In my experience, one of the concerns contributing to the unwarranted rivalry is the anxious effort to create a safe haven from worldliness for college-age adults. If the objective of Christian colleges and campus ministries is to guarantee a protective bubble isolating students from the dangerous influences of the world, then we are ignoring the mission of the Kingdom of Heaven in the world. The church is not a gated community. We dare not limit the mission of campus ministries and Christian universities to providing goods and services for just “our own folks.”
Campus ministries do not steal away Christian students who should be enrolling at a Christian college. Rather, campus ministries are missional groups striving to make disciples for Christ. Young adults who are disciples are certainly worthy of mentoring and encouragement, but they and we should regard Christian students as missionaries rather than consumers of a religious product. Christian universities share in this mission of making and equipping disciples.
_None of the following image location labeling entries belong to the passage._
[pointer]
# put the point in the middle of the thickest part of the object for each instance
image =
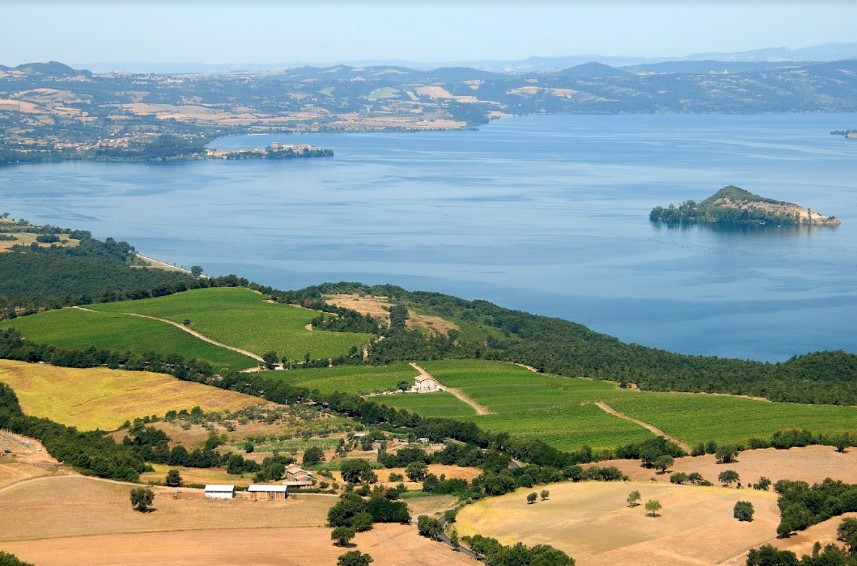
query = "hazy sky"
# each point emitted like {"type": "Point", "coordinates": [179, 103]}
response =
{"type": "Point", "coordinates": [259, 31]}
Hopefully, we are no longer naïve to the fact that non-Christian students attend Christian universities. There is opportunity to share the gospel on the Christian campus as well.
Let us make the most of our opportunities. I encourage leaders in our Christian college networks and campus ministry networks to dream of ways to further cooperation and communication. I encourage church leaders to recognize and embrace and support the mission of both groups. Let us all have the vision that compels us to overcome the myths that make us wary and anxious. We have a better story; let’s tell it.